Sonic Cinema

Sounds, Visions and Insights by Brian Skutle

The YouTube Effect

Grade : A- Year : 2023 Director : Alex Winter Running Time : 1hr 39min Genre :
Movie review score
A-

If social media companies are harming the fabric of society, do they bare the responsibility, or do we, since it’s our content causing the harm? A company’s primary goal is to make money for its owners; if it fails to do that, it will cease to be of worth to those owners. But what happens when what drives that financial growth is how we interact with each other, and those interactions are driven by toxicity and misinformation? The basic premise of Alex Winter’s “The YouTube Effect” is something that will be familiar to anyone who’s followed the rise of conspiracy theories and influencer culture over the past few years, but the actor-director understands how to delineate his narrative in a fashion that keeps us interested every step of the way.

In 2021, I started a Twitch channel in the hopes of being able to bring some more positivity to the online film discussion to counterbalance the negativity that largely dominated the film discourse. In retrospect, I should have started it the year before, when I wasn’t working for most of the year, because as I got busier again when I went back to work, it was harder to stream on a regular basis. All of those are up on YouTube, and while my online presence isn’t a significant one in terms of traffic, it’s important to get our voices out there if it feels like bad faith discussion is winning. Twenty years before, I was a part of an online forum of musicians, and I wouldn’t have necessarily felt that way- that I felt I was right was more important than learning from others.

YouTube began as a place where people could express themselves over video, or share something they enjoyed. Now, it is one of the dominant social media companies in the world, with over two billion users and a worth of $300-plus billion dollars. Like most social media companies, however, its reliance on algorithms and engagement has led it from being a fun platform to one of the most toxic sites around. While there are plenty of good faith content creators on the site, there are also those who create to drive people into conspiratorial and far-right ways of thinking. How did YouTube get to point A to point B, and why hasn’t it tried harder to fix it? That’s the basic through line of Winter’s narrative.

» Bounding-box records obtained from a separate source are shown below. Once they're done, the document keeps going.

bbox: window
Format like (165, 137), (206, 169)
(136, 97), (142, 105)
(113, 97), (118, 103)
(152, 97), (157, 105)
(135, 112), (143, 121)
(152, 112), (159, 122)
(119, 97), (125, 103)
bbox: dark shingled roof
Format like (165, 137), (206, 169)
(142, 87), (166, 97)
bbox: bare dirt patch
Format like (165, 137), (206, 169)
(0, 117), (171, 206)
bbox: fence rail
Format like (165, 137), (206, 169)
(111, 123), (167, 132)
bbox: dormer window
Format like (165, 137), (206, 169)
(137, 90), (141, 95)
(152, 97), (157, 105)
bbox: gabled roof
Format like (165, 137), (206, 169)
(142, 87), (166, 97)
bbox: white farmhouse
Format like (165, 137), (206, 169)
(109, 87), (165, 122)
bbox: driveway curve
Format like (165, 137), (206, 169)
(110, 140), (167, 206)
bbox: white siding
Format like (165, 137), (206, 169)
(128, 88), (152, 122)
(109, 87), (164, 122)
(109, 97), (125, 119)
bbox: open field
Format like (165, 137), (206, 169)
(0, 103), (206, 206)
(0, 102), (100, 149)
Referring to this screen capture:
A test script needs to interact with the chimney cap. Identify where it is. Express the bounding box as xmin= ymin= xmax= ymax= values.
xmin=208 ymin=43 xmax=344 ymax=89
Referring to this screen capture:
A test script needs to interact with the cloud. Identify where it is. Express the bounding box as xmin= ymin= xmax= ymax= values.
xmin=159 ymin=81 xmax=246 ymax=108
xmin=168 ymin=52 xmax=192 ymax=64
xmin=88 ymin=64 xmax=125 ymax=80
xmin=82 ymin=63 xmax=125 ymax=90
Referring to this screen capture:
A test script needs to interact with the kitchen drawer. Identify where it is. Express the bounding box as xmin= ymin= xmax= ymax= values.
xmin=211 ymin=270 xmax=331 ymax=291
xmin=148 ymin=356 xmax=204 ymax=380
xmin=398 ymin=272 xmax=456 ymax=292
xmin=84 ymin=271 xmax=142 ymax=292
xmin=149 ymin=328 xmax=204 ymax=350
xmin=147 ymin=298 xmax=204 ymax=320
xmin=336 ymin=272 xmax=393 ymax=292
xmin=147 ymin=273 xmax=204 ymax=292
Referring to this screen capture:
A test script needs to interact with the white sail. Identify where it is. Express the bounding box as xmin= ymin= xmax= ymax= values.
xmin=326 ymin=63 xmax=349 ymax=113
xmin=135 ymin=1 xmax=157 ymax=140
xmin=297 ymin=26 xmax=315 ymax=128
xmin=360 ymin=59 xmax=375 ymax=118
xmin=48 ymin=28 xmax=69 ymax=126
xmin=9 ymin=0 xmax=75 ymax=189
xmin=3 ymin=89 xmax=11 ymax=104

Because of my own interest over the past few years with regards to conspiracy theories and how they have proliferated, the basics of what “The YouTube Effect” is looking at were already known to me. The way YouTube- especially after it was bought by Google- exploded into one of the most significant websites on the internet is a fascinating one. What Winter does is give us content creators sharing their stories about being on the platform, what it’s done for them, and the effects- for better or worse- being the biggest content creation platform in the world has done. When it starts to explore the creation of the site’s algorithm, which was intended to keep people on the site, we start to get an idea of how people have manipulated it, whether it’s for trolling purposes or something much more nefarious.

If you have not been following the saga of YouTube, and how it- and other social media sites- were used to manipulate the media landscape in favor of bad faith actors and grifters, Alex Winter’s documentary is a compelling introductory course. If you’re hoping for definite solutions by the end of it, sadly you will be left wanting more, but if it plants the seeds of wondering where we go from here in you, “The YouTube Effect” has accomplished its goal.